Поезд Ады прибывал в одиннадцать. Антоний велел водителю ждать и отправился искать платформу. Оставалось, пожалуй, еще минут пятнадцать. Несмотря на, казалось бы, позднее время, Восточный вокзал привычно весело горел огнями и гудел, пропуская через себя людей. Все они очень вкусно и приятно пахли — куда лучше молохов, от которых всегда несло полуразложившимся трупом или чем похуже.
Черная гусеница венского поезда подползла к вокзалу, оглушительно грохоча и гудя паром. Антоний не знал, в каком вагоне приехала Ада. Выскочив на платформу, рассеяно прошелся вдоль двух вагонов и остался стоять.
Знакомый голос он услышал где-то слева. Высокая блондинка в летнем костюме, громко цокая каблучками, отмахивалась от чрезмерно галантного проводника.
— У вас очень большой чемодан, — ну и противный же был у него голос. — Позвольте мне вам помочь. Вас кто-нибудь встречает?
Толстяк-проводник замолчал, увидев Антония. Тот расправил плечи, стараясь выглядеть нарочито грозно, и выхватил у Ады из руки чемодан.
— Надеюсь, ты взял такси, Антуан? — спросила девушка, смахивая со лба волосы. Она поблагодарила проводника и, тут же о нем забыв, пошла рядом с Антонием.
— Ты отвратительно прямолинейна, — захохотал он своим странным лающим смехом. — Спросила бы для начала как дела. Или хотя бы поздоровалась.
Таксист, ожидая их, успел уже выкурить несколько сигарет. Сморщив нос при виде консервной банки с окурками, Ада села на заднее сиденье. Антоний не упустил случая выклянчить сигаретку, за что заслужил уничижительный взгляд девушки:
— Сколько раз тебе говорить, чтобы ты не брал ничего у посторонних?
Под посторонними подразумевались все, кроме членов Ордена, разумеется. Антоний скорчил недовольную мину, но все же выхватил у таксиста сигарету и поспешно защелкал зажигалкой. Ада это никак не прокомментировала и расслаблено откинулась на спинку сиденья. Облокотившись о дверь машины, она устало прикрыла глаза и затихла. Антоний, наконец, смог прикурить.

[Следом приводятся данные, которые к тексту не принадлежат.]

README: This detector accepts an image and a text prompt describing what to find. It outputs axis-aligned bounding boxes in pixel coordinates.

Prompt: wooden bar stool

За окном мелькали темные силуэты домов. Улицы были практически пусты. Окна смотрели черными пустыми глазницами, брусчатка жирно блестела желтым в свете фонарей. Веселый и гостеприимный Мюнхен, который Антоний так любил, по ночам затихал — впрочем, это касалось только его смертных жителей. Мюнхенские молохи, столь же жизнерадостные и открытые, с наступлением темноты выползали на улицы, открывали свои магазинчики и кабаки — там можно было не только пьянствовать до утра, но и остаться дневать; свои собственные бордельчики, где можно было развлечься с красоткой, а то и отужинать — сейчас правительство сквозь пальцы смотрело на обескровленные трупы эмигранток и евреек, которые после особенно шумных гуляний находили у берегов Изара… Самым посещаемым местом, конечно, была подпольная гладиаторская арена, которая находилась глубоко в подвалах под одной из заброшенных пивоварен на Марсштрассе. Да, Мюнхен был родным городом Ады, но, когда Антоний приехал сюда, он влюбился в него раз и навсегда. Когда его спрашивали, не скучает ли он по Франции, он лишь отшучивался:
— Да я скорее себе хвост отрежу, чем вернусь в эту гнусную страну!
Ада выглядела необычайно усталой и изможденной — этого не скрывали даже безупречно отутюженный костюм, легкий макияж и аккуратная прическа. Под глазами залегли темные круги, скорбные складки собрались в уголках губ. Она так и сидела, закрыв глаза и не двигаясь. Уж не заснула ли она? С нее бы сталось.
— Выглядишь ужасно, — хмыкнул Антоний, нарушив молчание.
Девушка тут же открыла глаза удивительного зеленовато-голубого цвета и ответила:
— Ты не многим лучше. Сколько раз тебе говорить, чтобы ты не стригся сам? Похож на какого-то проходимца.
Едва оказавшись в квартире, она снова наморщила носик и принялась стаскивать туфли. Антоний отнес чемодан в комнату.
— Я так и знала — на тебя совсем нельзя положиться. Меня не было каких-то несколько месяцев, а ты уже развел свинюшник, — отчитывала его она. — Почему в квартире стоит запах крови? Ты убивал кого-то здесь? Сколько раз говорить тебе, не убивать людей в доме?..
Расплывшись в довольной улыбке, Антоний только старательно отшучивался в ответ.
— А эта вода в ванной? Отвратительно. Убери все немедленно.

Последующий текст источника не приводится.